Previous G8 summits had pledged to slash debts, tackle global warming, give more aid, fight disease, massively improve access to water and sanitation and make trade rules fairer.

But to date the pledges had proved to be little more than empty words. "G8 leaders have used previous summits to make grand speeches about waging war on poverty. But on past evidence, they are firing blanks," the report said.
"Now is the moment to act. Africa is at the top of the international agenda and the G8 is faced by a once-in-a-generation opportunity to help transform the region's prospects," it added.


Actual debt write offs were less than half the amount pledged which in turn was a fraction of the more than $300 billion owed by Africa as a whole. The report was written before G8 finance ministers agreed last weekend to write off $40 billion of debt owed by 18 Highly Indebted Poor Countries.
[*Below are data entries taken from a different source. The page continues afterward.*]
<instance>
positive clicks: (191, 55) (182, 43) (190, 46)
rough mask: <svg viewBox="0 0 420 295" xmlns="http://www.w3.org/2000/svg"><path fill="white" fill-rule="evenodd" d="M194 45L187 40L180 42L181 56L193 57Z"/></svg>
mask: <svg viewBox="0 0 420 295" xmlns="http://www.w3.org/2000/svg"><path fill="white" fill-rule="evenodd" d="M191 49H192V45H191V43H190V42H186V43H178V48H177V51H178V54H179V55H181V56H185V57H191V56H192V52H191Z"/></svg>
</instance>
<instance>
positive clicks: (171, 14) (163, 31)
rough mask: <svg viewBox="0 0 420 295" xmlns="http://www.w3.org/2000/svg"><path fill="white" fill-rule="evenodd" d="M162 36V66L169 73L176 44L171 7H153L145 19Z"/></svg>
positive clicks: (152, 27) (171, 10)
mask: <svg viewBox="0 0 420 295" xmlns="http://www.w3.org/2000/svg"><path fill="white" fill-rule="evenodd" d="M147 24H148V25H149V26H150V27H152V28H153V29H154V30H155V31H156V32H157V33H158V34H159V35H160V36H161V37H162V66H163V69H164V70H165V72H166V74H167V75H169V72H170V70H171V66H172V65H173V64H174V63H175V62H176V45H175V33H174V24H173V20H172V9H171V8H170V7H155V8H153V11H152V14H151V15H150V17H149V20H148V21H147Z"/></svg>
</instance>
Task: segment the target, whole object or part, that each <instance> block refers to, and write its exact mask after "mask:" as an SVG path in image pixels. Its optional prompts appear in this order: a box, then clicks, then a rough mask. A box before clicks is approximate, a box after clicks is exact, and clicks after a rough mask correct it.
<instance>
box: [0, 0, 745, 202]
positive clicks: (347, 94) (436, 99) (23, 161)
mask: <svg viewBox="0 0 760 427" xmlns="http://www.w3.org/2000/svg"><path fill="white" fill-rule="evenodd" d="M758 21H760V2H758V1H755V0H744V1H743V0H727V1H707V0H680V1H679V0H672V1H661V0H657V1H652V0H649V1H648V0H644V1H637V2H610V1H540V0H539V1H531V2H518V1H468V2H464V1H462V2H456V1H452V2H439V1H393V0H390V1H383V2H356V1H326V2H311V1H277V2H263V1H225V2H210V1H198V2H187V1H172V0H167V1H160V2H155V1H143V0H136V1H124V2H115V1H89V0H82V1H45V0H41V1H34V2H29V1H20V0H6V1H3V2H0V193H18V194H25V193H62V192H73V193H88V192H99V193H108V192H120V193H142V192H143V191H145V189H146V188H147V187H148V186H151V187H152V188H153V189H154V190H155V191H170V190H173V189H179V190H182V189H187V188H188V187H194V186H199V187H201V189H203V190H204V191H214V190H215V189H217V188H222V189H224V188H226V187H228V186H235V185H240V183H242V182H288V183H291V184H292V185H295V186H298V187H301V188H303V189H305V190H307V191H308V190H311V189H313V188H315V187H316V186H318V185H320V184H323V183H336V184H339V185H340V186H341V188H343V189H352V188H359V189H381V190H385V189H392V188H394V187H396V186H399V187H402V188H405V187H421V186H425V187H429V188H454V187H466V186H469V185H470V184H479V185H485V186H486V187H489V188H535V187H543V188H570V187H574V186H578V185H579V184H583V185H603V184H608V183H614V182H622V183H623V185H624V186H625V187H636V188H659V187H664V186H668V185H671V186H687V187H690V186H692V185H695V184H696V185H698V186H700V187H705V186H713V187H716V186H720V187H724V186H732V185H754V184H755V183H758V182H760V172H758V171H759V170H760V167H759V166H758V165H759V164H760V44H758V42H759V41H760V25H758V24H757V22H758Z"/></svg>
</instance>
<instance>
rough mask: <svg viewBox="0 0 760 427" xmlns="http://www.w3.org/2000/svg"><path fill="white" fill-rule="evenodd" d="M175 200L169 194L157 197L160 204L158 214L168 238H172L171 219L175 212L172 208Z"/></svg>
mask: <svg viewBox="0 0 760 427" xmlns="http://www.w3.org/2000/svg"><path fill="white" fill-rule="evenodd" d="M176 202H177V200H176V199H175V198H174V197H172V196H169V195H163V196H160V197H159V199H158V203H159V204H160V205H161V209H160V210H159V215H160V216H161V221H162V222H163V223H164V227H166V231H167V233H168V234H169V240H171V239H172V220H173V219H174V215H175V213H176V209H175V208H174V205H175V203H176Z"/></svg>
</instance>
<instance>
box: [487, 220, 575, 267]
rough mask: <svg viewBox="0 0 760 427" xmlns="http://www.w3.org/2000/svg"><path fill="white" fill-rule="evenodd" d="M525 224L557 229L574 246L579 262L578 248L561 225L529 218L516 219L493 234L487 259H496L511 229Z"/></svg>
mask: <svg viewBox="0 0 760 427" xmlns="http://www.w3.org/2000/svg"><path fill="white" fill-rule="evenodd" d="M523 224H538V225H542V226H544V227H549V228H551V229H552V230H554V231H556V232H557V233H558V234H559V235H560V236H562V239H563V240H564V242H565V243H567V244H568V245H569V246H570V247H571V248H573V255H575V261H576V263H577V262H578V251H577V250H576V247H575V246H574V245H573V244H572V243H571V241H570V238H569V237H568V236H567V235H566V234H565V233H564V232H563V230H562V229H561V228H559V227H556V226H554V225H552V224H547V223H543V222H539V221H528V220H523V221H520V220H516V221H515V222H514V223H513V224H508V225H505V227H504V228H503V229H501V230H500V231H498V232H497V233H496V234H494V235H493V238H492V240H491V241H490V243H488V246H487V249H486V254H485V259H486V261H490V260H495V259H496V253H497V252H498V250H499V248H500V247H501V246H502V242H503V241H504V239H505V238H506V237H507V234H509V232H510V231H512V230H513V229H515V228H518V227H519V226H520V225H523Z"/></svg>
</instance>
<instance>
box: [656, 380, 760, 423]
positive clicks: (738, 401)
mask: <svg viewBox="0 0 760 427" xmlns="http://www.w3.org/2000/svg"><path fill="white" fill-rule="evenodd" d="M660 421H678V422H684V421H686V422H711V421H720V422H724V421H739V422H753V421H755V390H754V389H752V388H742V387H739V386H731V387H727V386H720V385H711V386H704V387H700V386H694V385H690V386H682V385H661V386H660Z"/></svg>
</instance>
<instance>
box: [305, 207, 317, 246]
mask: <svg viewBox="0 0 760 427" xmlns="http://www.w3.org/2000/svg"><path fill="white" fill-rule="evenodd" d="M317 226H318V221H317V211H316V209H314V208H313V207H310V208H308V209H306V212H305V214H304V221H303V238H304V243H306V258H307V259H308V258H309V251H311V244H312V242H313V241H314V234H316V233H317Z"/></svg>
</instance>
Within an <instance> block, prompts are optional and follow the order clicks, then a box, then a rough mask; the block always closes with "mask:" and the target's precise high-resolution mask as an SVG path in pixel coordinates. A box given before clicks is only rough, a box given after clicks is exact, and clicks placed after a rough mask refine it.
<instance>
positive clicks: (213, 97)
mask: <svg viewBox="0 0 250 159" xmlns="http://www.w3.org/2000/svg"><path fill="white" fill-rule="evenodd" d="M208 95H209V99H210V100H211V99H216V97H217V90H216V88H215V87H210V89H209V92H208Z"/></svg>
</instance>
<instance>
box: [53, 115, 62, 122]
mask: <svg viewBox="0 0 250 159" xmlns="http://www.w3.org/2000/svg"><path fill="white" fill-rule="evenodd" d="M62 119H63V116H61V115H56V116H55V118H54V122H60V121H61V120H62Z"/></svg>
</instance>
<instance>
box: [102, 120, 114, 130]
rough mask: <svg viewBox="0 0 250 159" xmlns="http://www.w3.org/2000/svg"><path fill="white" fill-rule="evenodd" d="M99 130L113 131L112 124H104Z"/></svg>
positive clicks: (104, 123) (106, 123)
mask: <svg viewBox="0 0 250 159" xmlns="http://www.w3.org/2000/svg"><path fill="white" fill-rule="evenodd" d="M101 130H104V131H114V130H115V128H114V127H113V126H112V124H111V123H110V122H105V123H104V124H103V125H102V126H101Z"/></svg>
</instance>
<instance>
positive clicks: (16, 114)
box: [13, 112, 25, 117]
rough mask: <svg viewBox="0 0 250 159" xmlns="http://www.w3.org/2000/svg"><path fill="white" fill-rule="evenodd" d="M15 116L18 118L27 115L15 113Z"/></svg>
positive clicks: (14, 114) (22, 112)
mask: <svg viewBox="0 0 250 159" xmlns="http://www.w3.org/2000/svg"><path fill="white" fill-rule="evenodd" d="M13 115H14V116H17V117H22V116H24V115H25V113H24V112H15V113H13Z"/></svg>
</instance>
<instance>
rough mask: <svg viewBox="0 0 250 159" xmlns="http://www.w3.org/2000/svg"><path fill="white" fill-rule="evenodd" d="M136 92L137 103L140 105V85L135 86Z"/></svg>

ActionAid urged the G8 to stop dumping subsidised goods on African markets and forcing local producers out of business, to open their own markets to African produce, slash the prices of vital drugs and to untie aid.
ActionAid also urged the G8 to meet their own long-standing pledges to spend 0.7 percent of gross national income on aid -- a fraction that no G8 country had yet got even close to.

A telling bar chart compared G8 aid per African to European Union subsidies per cow -- the latter being nearly 30 times larger than the former. Africa was starting to help itself, but the economic recovery and advent of peace in several countries was fragile and needed urgent and selfless help from the G8, it said.

"Failure to rise to this challenge will be judged harshly, by the millions of people mobilising in 2005 for change, and by history," the report concluded.